Ever have the experience of getting into a car, closing the door, and accidentally shutting the seatbelt in the door?
What's interesting about this is that most of the time, we immediately realize it's happened, reopen the door, and pull the belt out. It's barely even a conscious thought. The sound is wrong, and that registers instantly. We recognize when something "sounds off" about noises we're familiar with -- when latches don't seat properly, when the freezer door hasn't completely closed, even things like the difference between a batter's solid hit and a tip during a baseball game.
Turns out, scientists at New York University have just figured out that there's a brain structure that's devoted to that exact phenomenon.

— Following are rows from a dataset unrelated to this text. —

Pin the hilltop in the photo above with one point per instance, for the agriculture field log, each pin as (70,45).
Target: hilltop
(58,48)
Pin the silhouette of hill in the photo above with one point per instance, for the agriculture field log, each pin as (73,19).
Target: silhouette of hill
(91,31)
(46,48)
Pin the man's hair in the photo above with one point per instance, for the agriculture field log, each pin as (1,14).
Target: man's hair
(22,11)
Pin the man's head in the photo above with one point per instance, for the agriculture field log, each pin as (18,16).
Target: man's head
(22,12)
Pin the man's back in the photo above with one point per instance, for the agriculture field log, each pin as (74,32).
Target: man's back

A research team led by neuroscientist David Schneider trained mice to learn to associate a particular sound with pushing a lever for a treat. After learning the sound, it became as habituated in their brains as our own expectation of what the car door closing is supposed to sound like. If after that the tone was varied even a little, or the timing between the lever push and the sound was changed, a part of the mouse's brain began to fire rapidly.

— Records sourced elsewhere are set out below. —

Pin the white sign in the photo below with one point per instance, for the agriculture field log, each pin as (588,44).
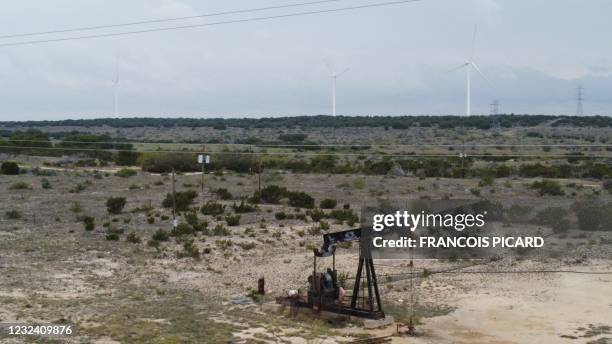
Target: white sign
(203,159)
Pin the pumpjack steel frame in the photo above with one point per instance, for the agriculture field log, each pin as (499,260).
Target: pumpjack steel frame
(370,306)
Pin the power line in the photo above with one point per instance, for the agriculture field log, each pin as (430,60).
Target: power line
(324,145)
(509,156)
(215,14)
(580,100)
(125,33)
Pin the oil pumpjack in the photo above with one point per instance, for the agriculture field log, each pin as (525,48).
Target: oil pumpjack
(325,293)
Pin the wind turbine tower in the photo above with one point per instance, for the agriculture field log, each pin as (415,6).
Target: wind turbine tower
(116,90)
(495,107)
(334,77)
(469,65)
(580,100)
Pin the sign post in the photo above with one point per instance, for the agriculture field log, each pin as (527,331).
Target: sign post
(203,159)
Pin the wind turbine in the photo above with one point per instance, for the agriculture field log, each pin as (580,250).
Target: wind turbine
(334,77)
(116,89)
(468,65)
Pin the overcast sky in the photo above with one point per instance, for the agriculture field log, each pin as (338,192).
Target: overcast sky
(535,53)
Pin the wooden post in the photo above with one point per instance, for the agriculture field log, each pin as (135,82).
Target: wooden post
(259,179)
(203,163)
(173,199)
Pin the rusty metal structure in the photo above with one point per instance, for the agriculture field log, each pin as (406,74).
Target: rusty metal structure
(325,293)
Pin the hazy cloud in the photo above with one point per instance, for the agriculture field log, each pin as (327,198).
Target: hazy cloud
(534,52)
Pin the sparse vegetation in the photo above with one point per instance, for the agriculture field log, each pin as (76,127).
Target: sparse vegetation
(89,222)
(12,214)
(183,200)
(161,235)
(212,208)
(548,187)
(9,168)
(21,186)
(232,220)
(328,203)
(301,200)
(126,173)
(115,205)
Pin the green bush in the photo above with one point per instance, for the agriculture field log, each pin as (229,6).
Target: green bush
(212,208)
(548,187)
(486,180)
(554,217)
(243,207)
(344,215)
(182,229)
(89,223)
(126,173)
(223,194)
(270,194)
(9,168)
(115,205)
(12,215)
(607,185)
(247,246)
(593,215)
(45,184)
(21,186)
(160,235)
(112,237)
(133,238)
(328,203)
(190,250)
(184,199)
(518,213)
(300,199)
(192,219)
(316,214)
(232,220)
(221,230)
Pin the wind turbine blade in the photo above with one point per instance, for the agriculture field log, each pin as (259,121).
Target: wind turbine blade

The activated part of the brain is a cluster of neurons in the auditory cortex, but I think of it as the "What The Hell Just Happened?" module.
"We listen to the sounds our movements produce to determine whether or not we made a mistake," Schneider said. "This is most obvious for a musician or when speaking, but our brains are actually doing this all the time, such as when a golfer listens for the sound of her club making contact with the ball. Our brains are always registering whether a sound matches or deviates from expectations. In our study, we discovered that the brain is able to make precise predictions about when a sound is supposed to happen and what it should sound like... Because these were some of the same neurons that would have been active if the sound had actually been played, it was as if the brain was recalling a memory of the sound that it thought it was going to hear."